Ideal Comfort

Dickens Village 2010The weather outside is, in fact, frightful. The temperature is six below zero Celsius, the snow is beating against the windows and blinding our view of the city and it has been pitch black since 4 p.m.

The only thing missing is a loaded .32 and a book of Sylvia Plath’s poetry.

But inside the mood is far more pleasant. We are in a warm room, comfortable, listening to mildly upbeat jazz and the cat is curled up on an armchair sleeping in content. We are sipping Jamesons Irish and a hearty venison stew is simmering on the stove.

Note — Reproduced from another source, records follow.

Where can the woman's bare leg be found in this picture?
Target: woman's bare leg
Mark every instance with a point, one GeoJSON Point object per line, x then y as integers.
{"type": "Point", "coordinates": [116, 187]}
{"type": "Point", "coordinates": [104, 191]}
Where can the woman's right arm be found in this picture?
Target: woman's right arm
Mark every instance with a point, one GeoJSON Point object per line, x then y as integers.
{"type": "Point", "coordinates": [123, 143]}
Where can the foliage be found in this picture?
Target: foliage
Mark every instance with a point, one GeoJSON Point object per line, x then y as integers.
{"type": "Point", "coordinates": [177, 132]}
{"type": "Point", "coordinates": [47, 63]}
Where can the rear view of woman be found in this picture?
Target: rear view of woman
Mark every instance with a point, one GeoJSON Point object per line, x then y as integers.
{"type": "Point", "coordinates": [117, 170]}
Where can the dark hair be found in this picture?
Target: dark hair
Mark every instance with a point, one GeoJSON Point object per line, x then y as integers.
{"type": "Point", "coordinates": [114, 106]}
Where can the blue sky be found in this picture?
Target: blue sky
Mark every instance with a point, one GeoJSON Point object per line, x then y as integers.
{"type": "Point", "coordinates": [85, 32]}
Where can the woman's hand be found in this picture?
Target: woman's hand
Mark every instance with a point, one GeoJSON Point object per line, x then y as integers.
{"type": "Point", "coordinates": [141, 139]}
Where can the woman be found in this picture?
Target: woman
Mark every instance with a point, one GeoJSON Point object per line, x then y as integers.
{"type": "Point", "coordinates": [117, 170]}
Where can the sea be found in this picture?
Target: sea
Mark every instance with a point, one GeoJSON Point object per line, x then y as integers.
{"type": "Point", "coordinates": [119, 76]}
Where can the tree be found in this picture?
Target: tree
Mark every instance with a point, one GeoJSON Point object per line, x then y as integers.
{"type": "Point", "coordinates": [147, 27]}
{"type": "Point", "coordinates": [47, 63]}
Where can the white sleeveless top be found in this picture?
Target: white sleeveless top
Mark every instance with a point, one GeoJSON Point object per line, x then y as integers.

There is a sense of familiarity to this scene, and at first I can’t put my finger on what that might be. I refill my glass of denial juice (tomorrow is not Monday) and let that feeling recede. But the euphoric calm peeks through as we toast baguettes and talk books and movies. I have enjoyed this before, but when?

I rack my brain until it’s time to eat, at which time I forget all thoughts that are not primal.

This scene may be familiar, but it’s mainly familiar from the outside. I have seen this ideal evening in the sweater section of an L.L Bean catalog. It showed an Irish fishing lodge full of beautiful men with trimmed beards wearing roll-neck sweaters, drinking coffee and talking about the day’s catch. Or it could have been on the cover of that 1970s Christmas album: Christmas Songs from an Irish Fishing Lodge…and other things white people like.

I suppose I have always bought into that search for the ideal situation. The problem is that this ideal usually only exists in Lifetime Christmas specials, romantic films and L.L Bean catalogs.

Life, as we all know, is far less ideal. For the cozy Christmas means being surrounded by your family. It means answering questions about your life, being constipated and finding moments of solace in the garage. The romantic evening is rarely the minute-rice perfect combination of sex, love and friendship that films depict. It usually involves minor arguments, condoms, badly timed thrusts and the dreaded post-coital realization that instead of talking about your feelings in bed, you’d rather be at the pub talking about anything else.

The Irish fishing lodge in the catalog is surely full of the hacking coughs of pneumonia, depressed drinking and fist fights.

We finish the stew and settle back with another drink. Despite the reality of the norm, looking around the room at this well-fed, comfy atmosphere, I admit that once in a while, life mocks these ideals.

It turns out that venison stew negotiates one’s intestinal tract to make them a rectal symphony. Thus, my friend lets out a series of potboiler chair explosions and I follow in suit. There seems to be a terrible contest sneaking in between our discussion of books and teaching.

This contest, nobody wins.

The Jamesons begins giving me heartburn and the cat realizes that we have eaten all of the venison without offering her any and goes on to exhibit her irritation in a series of long meows and hisses from beneath the couch.

With some grumbling, my friend gets his things together and steps out into the freezing dark night. I let him out and scurry back upstairs to my flat.

Two minutes later, A Christmas Story is on the television.

  1. #1 by collin on December 10, 2012 - 7:00 pm

    I had to stop reading after I saw Jamesons.

  2. #3 by Andy on December 10, 2012 - 8:47 pm

    To this day, one of my favorite “Life actually mimicking LL Bean” holidays was the Prague Orphan’s Christmas of 2006. Between Popkey roasting a duck, Bill supplying good wine, and the random assortment of folks that found their way to our flat that year, it was as close to “traditional” as I’ve probably had. It may not have been grandma’s house, but it was definitely “over the river and through the woods” as far as I’m concerned. Good memories.